Every year since 1979 an average of five local individuals who have played an important role in sports have been inducted into the Glengarry Sports Hall of Fame. The latest induction ceremony was held on Wednesday, August 20, 2025. Among those honoured was David Bissonnette – a multiple DIRT racing champion who accumulated, within three decades, more than 20 championships and has two DIRTcar Pro-Stock Bronze Eagles (2013 and 2015) titles.

In 1989, Bissonette and some friends built a small amateur racetrack in a farmer’s field south of Dunvegan. “I’d been winning a few races in front of my buddies, and this came to the ears of Omer Séguin from Moose Creek. Mr. Séguin, who owned a Duke-Stock (now knowed as Semi-Pro) race car, came to watch us and told me: ‘Come race the real deal!’ I couldn’t refuse this tempting offer: to fulfill my dream of driving a real race car on a real race track!”

“I won my first three Duke-Stock races in-a-row. I was already seeing myself in the run for Rookie of the Year in that class when Ron Morin—the owner of Cornwall Speedway, came to me and said, ‘You’re way too strong for the Duke-Stock class. You need to move up to Pro-Stock immediately.'” Since the competition was much stronger in the Pro-Stock class, it took the driver of car number 47 some time to stand out from his competitors. “At that time, there were at least a dozen drivers who could hope to win every night,” added Bissonette.

The 1996 season was a turning point in Bissonnette’s racing career. At the age of 30, he won 30 races, earning him Pro Stock championships at Frogtown Speedway, NY (now known as Mohawk International Raceway), Cornwall Motor Speedway, and Edelweiss, QC.

Bissonette said it takes more than a driver to win a race.

“The driver is nothing. I just drove the car. The guys on the team became my family. It’s thanks to them that we were able to win so consistently; they all believed in me and supported me.
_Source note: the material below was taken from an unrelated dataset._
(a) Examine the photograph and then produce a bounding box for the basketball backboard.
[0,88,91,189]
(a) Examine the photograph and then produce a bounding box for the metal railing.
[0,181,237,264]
I feel guilty not being able to name all of them of here, but they were all important to my successes,” he remarked.

Bissonnette, nicknamed “The Bulldog” since his debuts because he had a bulldog painted on the hood of his now famous #47 machine says that his fiercest rival over the years was Rob Yetman from the USA. «Yes, locally I was competing against excellent racers such as Joey Ladouceur, Clayton Benedict and the Peters boys but my biggest rival has been Yetman in his #7 Pro-Stock »

Racing is an expensive sport and David Bissonnette knows about it: “We never had the glory of racing with a big budget, as many other guys, us we’ve always been a small budget team. We made with what we had.” Even if some years the #47 Pro-Stock team couldn’t make a full season, Bissonnette never spent a full year without at least one presence on the track.
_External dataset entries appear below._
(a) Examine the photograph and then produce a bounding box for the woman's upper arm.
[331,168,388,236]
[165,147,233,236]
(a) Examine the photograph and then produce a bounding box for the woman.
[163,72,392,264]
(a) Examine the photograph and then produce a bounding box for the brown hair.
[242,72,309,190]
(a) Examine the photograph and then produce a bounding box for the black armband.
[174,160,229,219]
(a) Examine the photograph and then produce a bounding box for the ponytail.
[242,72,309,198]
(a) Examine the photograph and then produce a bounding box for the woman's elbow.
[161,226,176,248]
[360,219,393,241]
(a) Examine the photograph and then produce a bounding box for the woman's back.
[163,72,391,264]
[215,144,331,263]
It is behind the wheel of this yellow machine that “The Bulldog” had his most dramatic race accident. “It was at the end of a 50-lap feature; I was in the top five cars as we all crossed the finish line. I front of me, past the flagman stand, cars spun around. I had nowhere to go and we all crashed together. My fuel cell split and the gas immediately caught on fire. I got wind knocked out of me, this as hard as the crash was. I was trying to get out of the car but I couldn’t and all the metal was so hot around me. I finally managed to get out of the blaze on time by myself.” The track’s firemen promptly put out the flames; but no one knew where Dave was. His girlfriend, was standing next to me in tears watching the scene helpless. Suddenly, out of behind the sponsors signs in the middle of the infield came out Bissonnette coughing from the smoke he had inhaled, but he was OK. All the race fans applauded the local racer.

It was finally at the end of the 2019 season, with more than twenty championships under his belt, so many victories that he had stopped counting, and his two DIRTcar Pro-Stock Bronze Eagles (2013 and 2015), that the Bulldog finally hung up his race car steering wheel for good.

In the spring of 2025, he received a call that nearly brought him to tears: a very nice lady from the Glengarry Sports Hall of Fame informed him that on August 20 of that year, he would be inducted into this local sports hall of fame. “Your portfolio is impeccable, Mr. Bissonnette. You should have been inducted into this Hall of Fame years ago.”

“I’ve never felt happier. It’s the most amazing feeling in the world,” said David “Bulldog” Bissonnette. “This is definitely the biggest dream I could ever have imagined. All my sweat and tears that I put into my years of DIRT racing will forever be inscribed in this Hall.”

In conclusion, Dave Bulldog Bissonnette, who initially enjoyed racing four-wheelers in a field deep in the countryside, encourages those with dreams to follow the motto he has always displayed on the back of his #47 Pro-Stock machine: “Don’t dream your life. Live your dream!”